Het Lenteakkoord zal de woningmarkt niet in beweging krijgen, vrije keuze voor koper èn huurder moet meer centraal staan. Het woningmarktplan ‘Wonen 4.0’ van Vereniging Eigen Huis, huurdersorganisatie Woonbond, de koepel van woningcorporaties Aedes en de makelaarsorganisaties NVM, VBO Makelaar en VastgoedPro brengt deze gewenste keuzevrijheid, maar weet haar plan onvoldoende te koppelen met een duurzame woningverbetering.

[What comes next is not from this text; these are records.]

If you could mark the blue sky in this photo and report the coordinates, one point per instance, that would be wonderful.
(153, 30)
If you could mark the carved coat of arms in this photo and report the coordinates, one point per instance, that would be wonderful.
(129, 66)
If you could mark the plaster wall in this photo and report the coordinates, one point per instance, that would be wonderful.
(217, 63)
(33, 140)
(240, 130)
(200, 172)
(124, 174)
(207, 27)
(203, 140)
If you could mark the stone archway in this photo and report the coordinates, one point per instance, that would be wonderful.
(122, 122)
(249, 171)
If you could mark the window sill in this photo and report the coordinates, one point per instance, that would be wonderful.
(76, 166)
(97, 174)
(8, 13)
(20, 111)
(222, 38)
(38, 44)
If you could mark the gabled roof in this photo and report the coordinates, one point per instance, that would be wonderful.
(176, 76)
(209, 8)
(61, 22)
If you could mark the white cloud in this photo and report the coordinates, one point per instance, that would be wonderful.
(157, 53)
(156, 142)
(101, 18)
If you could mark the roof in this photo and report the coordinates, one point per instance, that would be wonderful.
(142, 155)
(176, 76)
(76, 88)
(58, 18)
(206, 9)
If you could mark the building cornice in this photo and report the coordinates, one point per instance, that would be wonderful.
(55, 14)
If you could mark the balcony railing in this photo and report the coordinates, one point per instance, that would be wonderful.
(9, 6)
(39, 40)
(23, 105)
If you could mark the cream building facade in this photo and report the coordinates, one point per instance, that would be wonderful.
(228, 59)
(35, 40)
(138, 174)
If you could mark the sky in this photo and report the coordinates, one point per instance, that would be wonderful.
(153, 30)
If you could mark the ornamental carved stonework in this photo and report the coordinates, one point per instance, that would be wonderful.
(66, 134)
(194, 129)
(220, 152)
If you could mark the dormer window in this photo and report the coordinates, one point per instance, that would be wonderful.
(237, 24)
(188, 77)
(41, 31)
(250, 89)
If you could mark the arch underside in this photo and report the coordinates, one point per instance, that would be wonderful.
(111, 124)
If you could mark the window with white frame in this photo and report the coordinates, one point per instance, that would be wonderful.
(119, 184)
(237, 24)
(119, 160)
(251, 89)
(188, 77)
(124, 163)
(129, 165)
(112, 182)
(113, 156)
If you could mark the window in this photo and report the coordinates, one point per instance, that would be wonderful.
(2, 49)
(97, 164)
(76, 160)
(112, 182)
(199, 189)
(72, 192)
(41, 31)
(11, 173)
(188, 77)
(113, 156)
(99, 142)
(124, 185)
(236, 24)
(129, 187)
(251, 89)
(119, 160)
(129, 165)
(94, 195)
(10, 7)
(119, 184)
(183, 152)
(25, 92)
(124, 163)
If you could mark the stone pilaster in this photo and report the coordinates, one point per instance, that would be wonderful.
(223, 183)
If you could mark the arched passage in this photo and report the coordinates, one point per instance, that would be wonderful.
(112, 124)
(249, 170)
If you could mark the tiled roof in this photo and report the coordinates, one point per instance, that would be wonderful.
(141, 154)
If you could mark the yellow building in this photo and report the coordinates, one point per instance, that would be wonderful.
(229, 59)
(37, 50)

Lang heeft de woningmarkt bijgedragen aan onze welvaart, maar recentelijk is die motor door het economisch tij in de wereld stilgevallen. De vele politieke pleisters van toeslagen, hypotheekrenteaftrek, inkomensgrenzen en aanscherping kredietvoorwaarden hebben dit verergerd en ervoor gezorgd dat de woningmarkt anno 2012 is verworden tot een 5e wiel aan de wagen van economisch herstel.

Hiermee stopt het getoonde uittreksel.